Skadi's fingers curled around the edge of the counter. She wasn't good with children. Never had been. But she understood this. The quiet realignment of a room when a child was present. Everyone's posture softened, voices dipped. Tensions paused, just long enough to remember the shape of kindness.
They sat down together around the narrow fold-out table, bowls clutched in their hands, steam curling through the air like a fragile truce. Elvi chattered about the carrots, proud that she'd helped.
Yrsa listened with gentle nods, occasionally sliding a glance toward Skadi as if daring her to find fault in this peace.
Skadi didn't. Not yet.
The meal was passable. Salty from the concentrate but warm, and warmth counted for a lot these days. For a few minutes, there was only the sound of spoons against metal and soft murmurs of thanks.
But the silence that followed was too clean. Too rehearsed.
Skadi stirred the last of her meal and set the spoon aside.
"Where's Fenrik?"
Yrsa's hand paused mid-reach for the kettle. "Out," she said. "With his friends, I'm sure."
Skadi met her gaze. "He's not a boy anymore, Mamma. He doesn't do sleepovers."
Across the table, Mirelle looked up, caught between politeness and discomfort. Elvi had started humming quietly to herself, oblivious.
Yrsa's smile thinned. "You always assume the worst."
"I assume the obvious," Skadi said, voice low. "The Hold knows he's mixed up in something. Haven knows it too. And every time something goes wrong, his name's whispered before the smoke clears."
"He's not a criminal," Yrsa snapped. "He's angry, yes. But that doesn't make him wrong."
Skadi swallowed the retort burning her throat. Not with guests at the table.
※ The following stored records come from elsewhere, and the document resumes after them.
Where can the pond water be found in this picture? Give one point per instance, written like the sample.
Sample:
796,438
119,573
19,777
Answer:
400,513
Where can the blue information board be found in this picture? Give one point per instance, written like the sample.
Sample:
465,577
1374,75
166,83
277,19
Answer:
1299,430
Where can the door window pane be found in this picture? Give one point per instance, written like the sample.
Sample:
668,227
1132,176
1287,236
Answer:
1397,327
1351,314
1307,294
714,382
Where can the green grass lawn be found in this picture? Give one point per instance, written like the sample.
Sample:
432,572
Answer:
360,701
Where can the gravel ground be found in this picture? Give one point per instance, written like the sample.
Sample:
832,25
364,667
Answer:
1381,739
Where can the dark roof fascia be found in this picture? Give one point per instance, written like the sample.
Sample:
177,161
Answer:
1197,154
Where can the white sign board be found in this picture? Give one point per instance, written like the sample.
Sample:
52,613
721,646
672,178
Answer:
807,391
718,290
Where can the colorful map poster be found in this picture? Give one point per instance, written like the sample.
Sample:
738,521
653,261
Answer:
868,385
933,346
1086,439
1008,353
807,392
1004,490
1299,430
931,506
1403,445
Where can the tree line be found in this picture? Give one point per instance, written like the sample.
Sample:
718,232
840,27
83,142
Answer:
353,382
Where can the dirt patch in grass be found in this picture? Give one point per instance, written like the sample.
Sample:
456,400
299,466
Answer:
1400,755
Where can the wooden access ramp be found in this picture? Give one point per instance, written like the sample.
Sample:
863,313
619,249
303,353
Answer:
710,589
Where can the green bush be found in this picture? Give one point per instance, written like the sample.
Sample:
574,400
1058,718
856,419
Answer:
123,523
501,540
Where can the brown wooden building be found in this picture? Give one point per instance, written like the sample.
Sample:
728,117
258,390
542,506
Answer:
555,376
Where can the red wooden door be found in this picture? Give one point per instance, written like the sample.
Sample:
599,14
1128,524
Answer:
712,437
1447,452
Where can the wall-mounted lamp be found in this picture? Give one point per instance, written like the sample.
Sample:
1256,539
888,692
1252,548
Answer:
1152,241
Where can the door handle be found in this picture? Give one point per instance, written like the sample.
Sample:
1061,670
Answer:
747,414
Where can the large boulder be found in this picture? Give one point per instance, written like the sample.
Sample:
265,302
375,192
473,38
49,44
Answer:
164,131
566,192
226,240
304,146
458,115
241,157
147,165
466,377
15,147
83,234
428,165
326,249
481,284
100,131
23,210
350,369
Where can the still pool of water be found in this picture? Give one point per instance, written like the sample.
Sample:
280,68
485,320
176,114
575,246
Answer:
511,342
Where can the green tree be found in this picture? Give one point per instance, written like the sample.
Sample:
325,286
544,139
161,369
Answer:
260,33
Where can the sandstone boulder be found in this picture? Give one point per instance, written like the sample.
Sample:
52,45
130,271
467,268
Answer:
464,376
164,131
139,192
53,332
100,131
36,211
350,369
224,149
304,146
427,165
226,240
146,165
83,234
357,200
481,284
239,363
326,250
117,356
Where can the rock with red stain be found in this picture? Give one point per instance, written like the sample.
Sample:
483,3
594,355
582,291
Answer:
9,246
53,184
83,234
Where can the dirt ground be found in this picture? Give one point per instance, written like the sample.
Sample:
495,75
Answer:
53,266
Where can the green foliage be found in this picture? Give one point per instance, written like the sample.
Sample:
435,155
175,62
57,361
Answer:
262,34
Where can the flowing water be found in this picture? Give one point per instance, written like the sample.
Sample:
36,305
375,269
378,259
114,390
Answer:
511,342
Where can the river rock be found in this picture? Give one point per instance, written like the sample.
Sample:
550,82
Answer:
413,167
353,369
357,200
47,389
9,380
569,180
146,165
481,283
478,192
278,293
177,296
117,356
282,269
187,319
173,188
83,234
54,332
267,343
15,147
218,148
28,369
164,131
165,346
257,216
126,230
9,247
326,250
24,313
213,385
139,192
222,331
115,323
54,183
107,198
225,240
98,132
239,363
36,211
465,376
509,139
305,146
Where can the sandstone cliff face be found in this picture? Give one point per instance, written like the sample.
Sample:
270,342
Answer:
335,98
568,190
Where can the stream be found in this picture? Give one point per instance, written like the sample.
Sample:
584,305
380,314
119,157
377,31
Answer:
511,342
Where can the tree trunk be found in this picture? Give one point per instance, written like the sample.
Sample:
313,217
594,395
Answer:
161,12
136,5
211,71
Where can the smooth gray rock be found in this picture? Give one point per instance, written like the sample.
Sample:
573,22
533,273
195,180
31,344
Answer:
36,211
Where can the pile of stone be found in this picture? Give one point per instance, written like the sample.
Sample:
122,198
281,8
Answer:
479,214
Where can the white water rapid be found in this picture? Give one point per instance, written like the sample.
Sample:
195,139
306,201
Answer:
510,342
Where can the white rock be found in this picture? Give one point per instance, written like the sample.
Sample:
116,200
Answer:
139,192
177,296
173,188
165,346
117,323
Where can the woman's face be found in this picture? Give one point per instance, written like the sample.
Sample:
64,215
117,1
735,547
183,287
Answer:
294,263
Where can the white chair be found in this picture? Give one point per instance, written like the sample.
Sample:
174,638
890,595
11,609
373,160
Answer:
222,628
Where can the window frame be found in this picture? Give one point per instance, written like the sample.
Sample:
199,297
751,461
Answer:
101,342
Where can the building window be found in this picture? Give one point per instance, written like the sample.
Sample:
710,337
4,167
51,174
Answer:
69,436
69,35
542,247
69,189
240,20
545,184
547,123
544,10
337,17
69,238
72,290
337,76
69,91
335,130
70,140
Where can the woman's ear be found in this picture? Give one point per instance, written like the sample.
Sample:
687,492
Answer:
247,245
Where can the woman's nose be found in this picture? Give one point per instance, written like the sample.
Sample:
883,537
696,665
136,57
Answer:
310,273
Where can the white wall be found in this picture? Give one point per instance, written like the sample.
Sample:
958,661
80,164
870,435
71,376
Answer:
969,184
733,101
Not with a child still chewing contentedly beside her.
The rest of the meal passed in a strained quiet.
Mirelle tried once to steer the conversation toward lighter things, mentioning the relief station's upcoming supply run, but the warmth had already bled from the room.
Yrsa busied herself with cleaning as soon as her bowl was empty, her movements brisk, efficient.
Skadi offered to help, but her mother waved her off with a clipped, "You've had a long day."
Eventually, Mirelle stood. "We should get going before it gets any colder."
Elvi whined faintly, but Mirelle gave her a gentle nudge, and the girl wrapped her arms around Skadi in a sleepy hug before following her mother to the door.
"Thank you again," Mirelle said, voice soft at the threshold. "For everything."
Skadi nodded. "Stay safe, alright?"
Mirelle gave a tired smile. "You too."
The door slid shut behind them, leaving Skadi in the silence of her own home. Yrsa didn't speak as she rinsed the remaining dishes with what little water they had left. Skadi lingered a moment longer, then turned and headed for her room.
The door hissed closed behind her, muffling the world.
She sat down on the edge of her bed, boots still laced, hands idle in her lap. Shadows clung to the corners of the room, and though the walls hadn't changed, the house felt smaller than it had that morning. Tighter.
No resolution. No answers. Just another night on borrowed time.